Perché amava troppo l’impatto della tecnologia sul futuro. È un caso molto interessante della relazione uomo-opera, tema di cui oggi spesso si discute. Ballard era un reazionario, le sue opere erano rivoluzionarie.

Scrivi che durante le lunghe interviste con Ballard ti ha sempre sorpreso un dettaglio: si trovava molto d’accordo con i suoi personaggi.
È un caso raro rispetto alla maggioranza degli scrittori che cercano sempre di dire: questo è il pensiero del protagonista, io sono un’altra persona. Ballard era talmente identificato con i personaggi dei suoi romanzi da rivendicare le loro posizioni, da portare avanti quel pensiero anche all’esterno dei romanzi. Quando rilasciava un’intervista partiva dal percorso compiuto, ma non ancora concluso dall’immaginazione dei suoi personaggi, e si impegnava per ampliarlo.

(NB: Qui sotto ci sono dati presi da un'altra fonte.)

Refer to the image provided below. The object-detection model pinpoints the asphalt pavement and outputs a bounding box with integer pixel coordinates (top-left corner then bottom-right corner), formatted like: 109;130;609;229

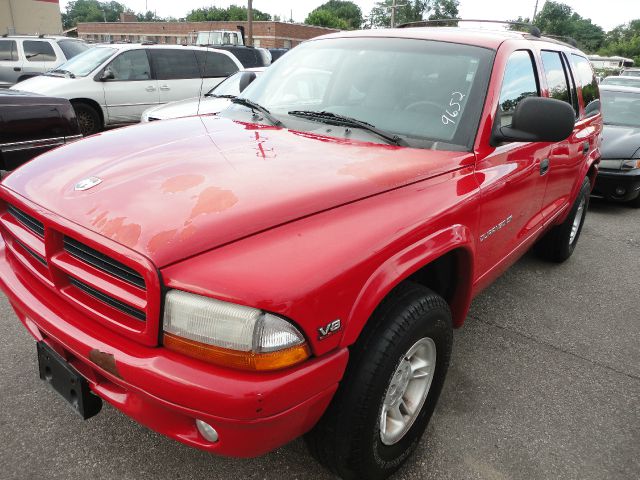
0;197;640;480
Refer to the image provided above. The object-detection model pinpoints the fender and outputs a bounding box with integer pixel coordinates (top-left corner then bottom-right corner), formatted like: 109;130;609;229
341;225;475;346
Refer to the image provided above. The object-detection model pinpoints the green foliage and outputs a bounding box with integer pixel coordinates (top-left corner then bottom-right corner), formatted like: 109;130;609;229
304;0;363;30
186;5;271;22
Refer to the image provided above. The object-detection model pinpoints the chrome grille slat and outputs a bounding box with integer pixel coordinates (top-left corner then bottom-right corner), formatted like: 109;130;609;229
67;277;147;321
7;205;44;238
64;237;145;290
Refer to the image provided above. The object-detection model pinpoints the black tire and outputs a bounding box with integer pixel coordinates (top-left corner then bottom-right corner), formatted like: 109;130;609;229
73;102;102;137
305;283;453;480
535;178;591;263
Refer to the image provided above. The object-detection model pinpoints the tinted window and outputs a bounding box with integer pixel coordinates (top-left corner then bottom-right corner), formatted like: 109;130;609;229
58;40;89;60
196;50;238;78
571;53;600;115
151;49;200;80
108;50;151;81
22;40;56;62
0;40;18;62
499;50;539;127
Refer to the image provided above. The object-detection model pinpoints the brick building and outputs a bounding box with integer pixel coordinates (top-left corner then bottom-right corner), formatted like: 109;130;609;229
0;0;62;35
78;22;338;48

Tutto questo nonostante non abbia mai avuto nulla a che fare con le varie forme di autofiction.
Anzi, era evidente la sua infelicità per essere stato finalmente riconosciuto come grande autore solo dopo la pubblicazione de L’impero del sole, opera in cui prevaleva la parte biografica rispetto alla parte di immaginazione.

Immaginazione, immagini. Un’altra parola chiave a cui si ancorano i suoi testi.
Ballard ha sempre scritto per immagini. Lo interessavano le immagini ad altissimo impatto, eleganti, in alcuni casi poetiche e sognanti, di una squisita crudezza e così simili alle immagini attraverso cui ci viene narrato il mondo oggi e di cui paradossalmente finiamo più spesso per dubitare.

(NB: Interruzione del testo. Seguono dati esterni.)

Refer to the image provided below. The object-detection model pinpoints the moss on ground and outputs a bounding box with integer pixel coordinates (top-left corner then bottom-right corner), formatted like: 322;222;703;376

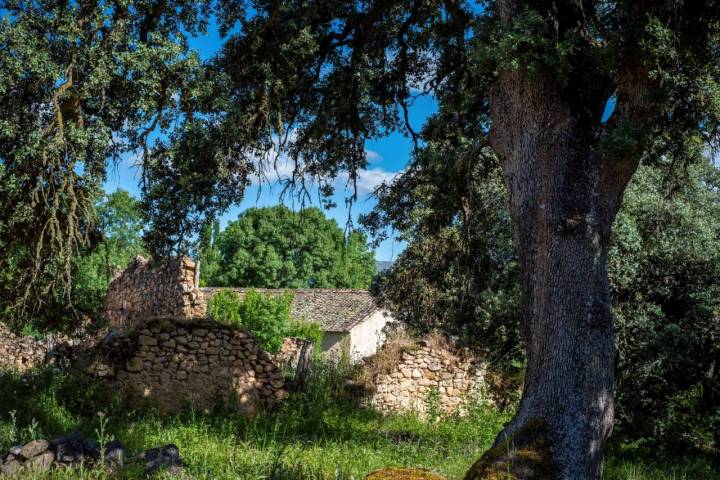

Al di là dell’elenco delle profezie che si sono avverate, la ragione che lo rende così contemporaneo?
C’è un dettaglio che me lo fa considerare un contemporaneo. Ballard era bersagliato dalle interviste, e nonostante questo non aveva mai fatto cancellare il suo numero dall’elenco telefonico. Era una persona estremamente permeabile, transigente. Era disponibile a essere disturbato. Quando la curiosità intellettuale chiamava, rispondeva. Questa è una cosa che fa di lui una persona molto contemporanea. Mi viene in mente Aaron Swartz, il programmatore che una decina di anni fa si suicidò dopo una serie di inchieste, prima di morire scrisse una bellissima lettera in cui diceva che quello che contava, alla fine, è che tutte le sue cose, tutti i dati, tutte le informazioni che aveva raccolto, potessero appartenere a tutti. Questo è il pensare contemporaneo di James Ballard, metterci la faccia, essere dentro i personaggi, essere disponibile a qualsiasi intervento pubblico. Non era preoccupato della propria proprietà intellettuale. Non ci fa piacere, ma è ovvio che oggi tutta la proprietà intellettuale sta scomparendo. Ecco, Ballard si sarebbe chiesto, senza farne un dramma: e ora, ora che è perduta per sempre, che cosa c’è oltre?